Explicit hugetlbfs vs Transparent Huge Pages

Two approaches to huge pages in Linux: one you ask for, one you get automatically

Why Huge Pages?

Modern CPUs cache virtual-to-physical address translations in the TLB (Translation Lookaside Buffer). With standard 4KB pages, a workload touching a few gigabytes of memory needs hundreds of thousands of page table entries - far more than the TLB can hold. Every TLB miss triggers an expensive multi-level page table walk.

Huge pages (2MB or 1GB on x86-64) reduce TLB pressure dramatically:

Page Size	Pages for 1GB	TLB Entries Needed
4KB	262,144	262,144
2MB	512	512
1GB	1	1

Linux provides two distinct mechanisms for using huge pages. They share the same hardware support (PMD-level and PUD-level page table entries) but differ fundamentally in how they are managed.

The Two Approaches

hugetlbfs: Explicit, Preallocated Huge Pages

hugetlbfs is the original huge page mechanism. The administrator reserves a pool of huge pages at boot or runtime, and applications explicitly request them. Nothing happens automatically.

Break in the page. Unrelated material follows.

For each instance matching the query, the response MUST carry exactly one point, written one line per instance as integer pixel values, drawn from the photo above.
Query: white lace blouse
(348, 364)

Administrator                          Application
     │                                      │
     ├── Reserve pool                       │
     │   (boot param or sysctl)             │
     │                                      │
     ├── Mount hugetlbfs                    │
     │   mount -t hugetlbfs ...             │
     │                                      │
     │                                      ├── mmap() with MAP_HUGETLB
     │                                      │   or open file on hugetlbfs
     │                                      │
     │                                      ├── Use memory
     │                                      │
     │                                      └── munmap() / close
     │                                      │
     └── Pages return to pool               │

The kernel reserves these pages at allocation time, removing them from the regular page allocator entirely. They sit in a separate pool managed by mm/hugetlb.c and cannot be used for anything else.

THP: Transparent, On-Demand Huge Pages

Transparent Huge Pages require no application changes. The kernel automatically promotes 4KB pages to 2MB huge pages when it can, and splits them back when it must.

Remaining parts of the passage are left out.